Last year the company made 6.3 billion Chinese yuan ($1.3 billion) in total sales. The best seller, worth a billion yuan, was the cockroach “Recovery New Potion”, which can be drunk or used on the skin. A skin cream called Rainforest Regeneration is sold in glossy blue and gold packaging with no mention of cockroach.
To keep disturbances to a minimum, staff enter the rustling cockroach rooms once a day to clean out droppings caught in nets under the racks.
Checking the health of the latest crop during the once-daily visit.
A cockroach life cycle here is six to eight months. When it is time, the insects are attracted with heat to one part of the room, blasted with steam, then super heated to kill them. No chemicals are used. They are washed and crushed and sent to the extraction lab, which is all gleaming metal, with the appearance of a distillery.
The mixture is piped to the bottling room, and more sterilisation. Process workers wear blue hospital-style gowns. The corridors are also reminiscent of a hospital, a stark difference to the dark horror house next door.
Sixty thousand bottles rattle off the line each day.
Bottles of cockroach essence “healing potion” make their way through the production line.
Research and development chief, Ma Xiuying, says some people have questioned if the company intentionally conceals that the main ingredient of its best selling product is cockroach.
“We don’t.
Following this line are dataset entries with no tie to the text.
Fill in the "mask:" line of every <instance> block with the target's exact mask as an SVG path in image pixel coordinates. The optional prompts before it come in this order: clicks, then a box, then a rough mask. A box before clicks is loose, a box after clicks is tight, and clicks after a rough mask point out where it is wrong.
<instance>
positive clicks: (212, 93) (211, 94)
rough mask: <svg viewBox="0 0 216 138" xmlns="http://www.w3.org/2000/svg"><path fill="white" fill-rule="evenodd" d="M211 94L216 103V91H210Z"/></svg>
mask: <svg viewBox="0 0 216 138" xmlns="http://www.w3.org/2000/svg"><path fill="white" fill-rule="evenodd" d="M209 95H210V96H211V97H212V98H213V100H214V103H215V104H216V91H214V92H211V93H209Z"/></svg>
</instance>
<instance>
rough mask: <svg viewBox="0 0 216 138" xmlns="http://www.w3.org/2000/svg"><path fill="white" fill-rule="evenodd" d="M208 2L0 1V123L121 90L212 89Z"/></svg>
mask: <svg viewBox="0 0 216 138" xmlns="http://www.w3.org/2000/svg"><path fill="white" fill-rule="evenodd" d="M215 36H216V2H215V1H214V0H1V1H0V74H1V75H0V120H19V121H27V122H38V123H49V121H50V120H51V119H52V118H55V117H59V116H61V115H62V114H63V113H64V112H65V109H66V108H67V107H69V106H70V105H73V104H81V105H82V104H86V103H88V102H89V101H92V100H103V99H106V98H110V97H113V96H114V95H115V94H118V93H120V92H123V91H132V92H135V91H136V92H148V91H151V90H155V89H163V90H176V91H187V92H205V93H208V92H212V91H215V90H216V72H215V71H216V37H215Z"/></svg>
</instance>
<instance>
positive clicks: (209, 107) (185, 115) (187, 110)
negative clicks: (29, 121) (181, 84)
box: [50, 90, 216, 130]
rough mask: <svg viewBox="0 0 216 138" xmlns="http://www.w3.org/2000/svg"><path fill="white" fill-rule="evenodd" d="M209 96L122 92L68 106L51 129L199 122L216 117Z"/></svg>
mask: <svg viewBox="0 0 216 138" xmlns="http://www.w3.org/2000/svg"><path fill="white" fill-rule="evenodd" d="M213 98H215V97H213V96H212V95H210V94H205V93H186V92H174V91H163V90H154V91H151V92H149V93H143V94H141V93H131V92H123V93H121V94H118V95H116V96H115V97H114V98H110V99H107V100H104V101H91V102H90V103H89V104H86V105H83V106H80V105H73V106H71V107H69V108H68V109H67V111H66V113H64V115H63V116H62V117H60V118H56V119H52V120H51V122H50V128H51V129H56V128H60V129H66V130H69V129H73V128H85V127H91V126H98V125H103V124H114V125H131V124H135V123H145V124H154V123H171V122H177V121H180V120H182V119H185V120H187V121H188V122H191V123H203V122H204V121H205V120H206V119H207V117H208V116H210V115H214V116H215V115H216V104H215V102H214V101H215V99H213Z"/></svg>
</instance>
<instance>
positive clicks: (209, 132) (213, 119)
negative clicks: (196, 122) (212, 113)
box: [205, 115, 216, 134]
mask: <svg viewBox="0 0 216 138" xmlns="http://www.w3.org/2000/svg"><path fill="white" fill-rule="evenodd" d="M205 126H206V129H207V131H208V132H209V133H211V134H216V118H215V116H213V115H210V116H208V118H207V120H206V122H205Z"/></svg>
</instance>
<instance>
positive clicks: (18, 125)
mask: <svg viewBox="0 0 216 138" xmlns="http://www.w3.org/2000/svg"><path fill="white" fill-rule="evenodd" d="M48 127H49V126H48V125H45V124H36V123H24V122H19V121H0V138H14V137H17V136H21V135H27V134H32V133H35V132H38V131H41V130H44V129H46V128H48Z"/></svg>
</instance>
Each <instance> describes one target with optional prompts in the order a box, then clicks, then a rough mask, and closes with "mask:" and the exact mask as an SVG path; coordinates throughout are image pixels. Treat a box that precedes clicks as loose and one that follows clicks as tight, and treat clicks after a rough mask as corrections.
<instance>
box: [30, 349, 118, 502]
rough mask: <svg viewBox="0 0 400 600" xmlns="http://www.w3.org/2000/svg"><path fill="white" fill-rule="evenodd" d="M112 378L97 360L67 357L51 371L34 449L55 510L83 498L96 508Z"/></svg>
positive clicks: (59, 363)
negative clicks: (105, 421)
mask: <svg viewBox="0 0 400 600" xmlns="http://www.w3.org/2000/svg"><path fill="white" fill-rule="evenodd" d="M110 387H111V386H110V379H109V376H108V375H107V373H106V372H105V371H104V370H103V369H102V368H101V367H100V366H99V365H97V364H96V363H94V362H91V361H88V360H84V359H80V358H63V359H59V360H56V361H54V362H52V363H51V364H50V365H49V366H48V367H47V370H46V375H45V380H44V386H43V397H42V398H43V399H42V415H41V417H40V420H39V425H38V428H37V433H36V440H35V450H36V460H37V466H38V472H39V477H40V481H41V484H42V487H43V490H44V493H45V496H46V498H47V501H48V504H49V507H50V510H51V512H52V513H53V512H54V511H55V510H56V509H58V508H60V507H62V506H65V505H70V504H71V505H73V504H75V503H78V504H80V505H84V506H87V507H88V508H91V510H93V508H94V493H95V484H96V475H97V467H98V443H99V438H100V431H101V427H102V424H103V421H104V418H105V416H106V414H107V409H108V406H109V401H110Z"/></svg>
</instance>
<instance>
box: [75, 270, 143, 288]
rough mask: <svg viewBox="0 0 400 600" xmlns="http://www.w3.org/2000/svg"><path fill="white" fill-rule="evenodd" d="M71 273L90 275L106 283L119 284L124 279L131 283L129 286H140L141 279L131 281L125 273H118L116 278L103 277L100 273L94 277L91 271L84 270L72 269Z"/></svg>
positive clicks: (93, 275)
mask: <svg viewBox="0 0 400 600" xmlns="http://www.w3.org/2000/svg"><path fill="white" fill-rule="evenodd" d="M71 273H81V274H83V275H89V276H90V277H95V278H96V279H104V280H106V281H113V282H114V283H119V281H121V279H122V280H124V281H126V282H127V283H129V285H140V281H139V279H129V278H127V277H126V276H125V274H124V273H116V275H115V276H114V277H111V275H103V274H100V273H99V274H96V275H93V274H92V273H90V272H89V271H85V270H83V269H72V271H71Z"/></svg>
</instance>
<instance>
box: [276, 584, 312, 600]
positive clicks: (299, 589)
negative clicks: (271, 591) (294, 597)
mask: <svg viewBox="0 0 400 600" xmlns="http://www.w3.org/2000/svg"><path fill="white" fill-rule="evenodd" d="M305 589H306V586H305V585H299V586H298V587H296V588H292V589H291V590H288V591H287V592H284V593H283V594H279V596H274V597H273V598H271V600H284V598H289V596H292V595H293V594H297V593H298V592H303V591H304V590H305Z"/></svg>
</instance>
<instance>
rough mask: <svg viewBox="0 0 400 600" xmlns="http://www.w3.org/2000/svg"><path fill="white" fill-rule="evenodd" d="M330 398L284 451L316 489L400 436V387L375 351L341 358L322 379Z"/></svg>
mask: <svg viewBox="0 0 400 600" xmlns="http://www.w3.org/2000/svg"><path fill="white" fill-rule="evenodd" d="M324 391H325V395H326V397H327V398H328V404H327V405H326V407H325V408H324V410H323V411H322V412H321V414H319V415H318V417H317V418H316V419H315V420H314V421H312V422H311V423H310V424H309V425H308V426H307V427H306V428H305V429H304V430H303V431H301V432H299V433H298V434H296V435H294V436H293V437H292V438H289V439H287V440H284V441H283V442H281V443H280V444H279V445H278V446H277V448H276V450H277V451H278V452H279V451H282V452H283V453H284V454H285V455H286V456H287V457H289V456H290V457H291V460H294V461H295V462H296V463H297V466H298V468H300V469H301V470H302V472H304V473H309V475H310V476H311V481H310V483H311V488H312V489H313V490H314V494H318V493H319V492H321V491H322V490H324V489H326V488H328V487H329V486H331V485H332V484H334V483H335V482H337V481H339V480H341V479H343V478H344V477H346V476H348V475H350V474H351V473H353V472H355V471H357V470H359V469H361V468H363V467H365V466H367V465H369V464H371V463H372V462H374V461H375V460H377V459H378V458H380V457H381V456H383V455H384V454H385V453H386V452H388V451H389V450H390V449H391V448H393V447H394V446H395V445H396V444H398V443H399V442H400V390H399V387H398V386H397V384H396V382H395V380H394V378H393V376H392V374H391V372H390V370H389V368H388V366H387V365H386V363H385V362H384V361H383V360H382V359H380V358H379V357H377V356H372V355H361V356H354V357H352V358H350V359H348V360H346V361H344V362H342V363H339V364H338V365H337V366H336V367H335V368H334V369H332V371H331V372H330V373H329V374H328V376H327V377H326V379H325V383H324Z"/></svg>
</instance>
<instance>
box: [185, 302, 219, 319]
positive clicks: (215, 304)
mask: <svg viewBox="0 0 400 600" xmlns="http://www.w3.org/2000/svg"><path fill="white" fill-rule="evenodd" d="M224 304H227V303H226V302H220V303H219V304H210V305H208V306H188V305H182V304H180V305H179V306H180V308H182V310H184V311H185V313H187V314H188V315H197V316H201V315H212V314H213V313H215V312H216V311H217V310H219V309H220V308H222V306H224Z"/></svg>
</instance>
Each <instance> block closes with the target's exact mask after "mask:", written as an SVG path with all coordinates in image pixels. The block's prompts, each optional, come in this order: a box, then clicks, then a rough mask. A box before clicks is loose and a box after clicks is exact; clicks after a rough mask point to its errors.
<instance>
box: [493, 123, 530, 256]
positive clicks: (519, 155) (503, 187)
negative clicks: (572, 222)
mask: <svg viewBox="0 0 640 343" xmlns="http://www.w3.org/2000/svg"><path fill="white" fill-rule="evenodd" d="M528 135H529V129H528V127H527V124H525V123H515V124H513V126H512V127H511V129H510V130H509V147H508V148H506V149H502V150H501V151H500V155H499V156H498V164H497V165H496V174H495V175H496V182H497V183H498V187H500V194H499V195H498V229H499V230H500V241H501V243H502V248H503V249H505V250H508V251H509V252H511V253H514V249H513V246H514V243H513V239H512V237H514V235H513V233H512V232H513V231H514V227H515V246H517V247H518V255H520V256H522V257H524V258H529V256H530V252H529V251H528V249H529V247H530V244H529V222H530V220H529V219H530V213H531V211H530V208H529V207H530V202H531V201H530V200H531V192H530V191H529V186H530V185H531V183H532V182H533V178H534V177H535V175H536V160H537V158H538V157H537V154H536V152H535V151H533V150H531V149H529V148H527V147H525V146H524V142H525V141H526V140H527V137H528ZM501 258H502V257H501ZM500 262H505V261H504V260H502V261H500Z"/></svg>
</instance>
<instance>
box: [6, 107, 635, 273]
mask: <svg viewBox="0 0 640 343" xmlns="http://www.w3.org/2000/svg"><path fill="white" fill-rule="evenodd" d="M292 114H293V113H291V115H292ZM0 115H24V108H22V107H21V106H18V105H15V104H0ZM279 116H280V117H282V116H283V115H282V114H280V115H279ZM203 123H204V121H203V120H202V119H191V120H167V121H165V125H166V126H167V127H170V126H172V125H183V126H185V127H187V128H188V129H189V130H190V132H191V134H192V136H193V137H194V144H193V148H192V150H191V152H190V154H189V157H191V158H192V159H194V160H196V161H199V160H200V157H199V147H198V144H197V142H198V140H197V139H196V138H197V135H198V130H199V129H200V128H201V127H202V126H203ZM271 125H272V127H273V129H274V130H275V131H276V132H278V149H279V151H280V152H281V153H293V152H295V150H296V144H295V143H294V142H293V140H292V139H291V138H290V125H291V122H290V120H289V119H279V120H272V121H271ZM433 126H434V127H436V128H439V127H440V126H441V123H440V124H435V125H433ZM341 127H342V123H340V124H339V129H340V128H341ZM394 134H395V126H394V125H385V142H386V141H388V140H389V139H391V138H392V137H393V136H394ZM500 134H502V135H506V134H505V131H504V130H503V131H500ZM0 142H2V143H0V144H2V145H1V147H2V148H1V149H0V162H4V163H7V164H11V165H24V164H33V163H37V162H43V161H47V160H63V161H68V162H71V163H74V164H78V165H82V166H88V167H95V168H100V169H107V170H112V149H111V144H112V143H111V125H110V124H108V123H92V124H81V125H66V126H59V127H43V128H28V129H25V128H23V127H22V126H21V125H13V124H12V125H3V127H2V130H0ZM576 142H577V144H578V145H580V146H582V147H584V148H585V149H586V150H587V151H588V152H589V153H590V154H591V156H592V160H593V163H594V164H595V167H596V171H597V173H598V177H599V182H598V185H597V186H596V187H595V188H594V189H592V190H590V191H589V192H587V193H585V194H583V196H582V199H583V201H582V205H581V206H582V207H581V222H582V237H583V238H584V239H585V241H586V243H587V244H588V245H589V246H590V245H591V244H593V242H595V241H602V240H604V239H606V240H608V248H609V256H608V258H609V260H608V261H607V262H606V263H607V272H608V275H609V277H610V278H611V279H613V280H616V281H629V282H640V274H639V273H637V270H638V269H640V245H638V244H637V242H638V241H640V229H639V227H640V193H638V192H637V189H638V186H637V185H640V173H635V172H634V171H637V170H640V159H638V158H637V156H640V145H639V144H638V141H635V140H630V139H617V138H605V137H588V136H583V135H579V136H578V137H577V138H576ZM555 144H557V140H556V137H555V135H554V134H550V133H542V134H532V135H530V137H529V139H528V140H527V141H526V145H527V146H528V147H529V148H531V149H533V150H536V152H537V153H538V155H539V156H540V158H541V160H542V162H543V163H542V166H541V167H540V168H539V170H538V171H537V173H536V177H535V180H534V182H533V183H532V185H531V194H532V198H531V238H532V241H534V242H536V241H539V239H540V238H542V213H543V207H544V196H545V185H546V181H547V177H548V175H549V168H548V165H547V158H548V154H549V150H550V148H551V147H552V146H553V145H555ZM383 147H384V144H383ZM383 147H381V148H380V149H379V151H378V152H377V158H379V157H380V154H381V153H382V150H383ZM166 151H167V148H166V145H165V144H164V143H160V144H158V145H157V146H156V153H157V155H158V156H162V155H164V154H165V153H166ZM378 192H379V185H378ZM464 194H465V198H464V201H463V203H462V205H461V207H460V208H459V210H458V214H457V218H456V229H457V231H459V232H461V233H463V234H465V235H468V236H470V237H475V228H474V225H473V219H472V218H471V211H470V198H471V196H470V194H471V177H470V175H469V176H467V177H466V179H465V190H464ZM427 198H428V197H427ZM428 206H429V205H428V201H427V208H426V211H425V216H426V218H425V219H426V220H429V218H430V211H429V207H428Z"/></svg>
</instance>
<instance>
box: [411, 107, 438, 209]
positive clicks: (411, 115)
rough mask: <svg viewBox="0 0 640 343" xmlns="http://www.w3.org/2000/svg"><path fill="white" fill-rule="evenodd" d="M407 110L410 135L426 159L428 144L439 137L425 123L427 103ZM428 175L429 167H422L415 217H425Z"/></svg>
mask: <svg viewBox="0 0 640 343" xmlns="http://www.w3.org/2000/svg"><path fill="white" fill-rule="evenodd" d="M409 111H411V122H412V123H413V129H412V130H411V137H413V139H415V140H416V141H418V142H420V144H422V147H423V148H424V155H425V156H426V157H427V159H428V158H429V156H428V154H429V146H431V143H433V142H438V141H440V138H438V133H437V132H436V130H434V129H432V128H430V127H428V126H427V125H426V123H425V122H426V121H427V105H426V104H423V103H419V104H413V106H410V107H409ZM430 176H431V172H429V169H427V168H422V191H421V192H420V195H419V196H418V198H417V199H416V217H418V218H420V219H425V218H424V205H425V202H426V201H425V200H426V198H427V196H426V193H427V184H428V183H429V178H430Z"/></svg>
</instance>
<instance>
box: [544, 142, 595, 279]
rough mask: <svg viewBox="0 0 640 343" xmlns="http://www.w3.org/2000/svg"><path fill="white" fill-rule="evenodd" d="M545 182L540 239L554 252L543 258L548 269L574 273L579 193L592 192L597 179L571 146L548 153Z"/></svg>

We have to list the Chinese medicinal name on the package, so that’s what we list,” she says.
Mr Geng, sitting in his boardroom, declares he wants to build a cockroach monument as big as the 20-person board table.
“It is a good insect,” he declares. For millions of years the cockroach has been unaffected by the diseases, bacteria and viruses that humans carry, and he believes this is because of the cockroach’s anti-inflammatory qualities. Personally, he eats 10 a day.
The finest Sichuan cooking: a dish of fried American cockroaches at a local restaurant.
His factory shows that Chinese medicine production can be transparent and semi-automated, he says. AI will take the next step.
But the key to Chinese medicine is that it has a long history showing effectiveness, even if western scientists can’t be sure of why, he says.
“If we could isolate the active ingredient we would produce a synthetic chemical instead,” he says of the cockroach potion.
But they can’t, so the business of farming billions of cockroaches continues, providing valuable employment opportunities for the Yi ethnic minority in Sichuan.
Ma, a trained pharmacist, is the first Yi doctor. "The Yi have been eating Periplaneta Americana for a thousand years," she says.
Good Doctor was part of a delegation of Chinese medicine companies that visited Australia at the invitation of Victoria Public Health last year. The company is considering an Australian joint venture for its remedies, Geng says.
At dinner, he invites me to try for myself, rolling off the long list of health benefits.
For the record, deep fried cockroach tastes like it smells.
Fairfax China Correspondent Kirsty Needham tasting a fried American cockroach at a local restaurant.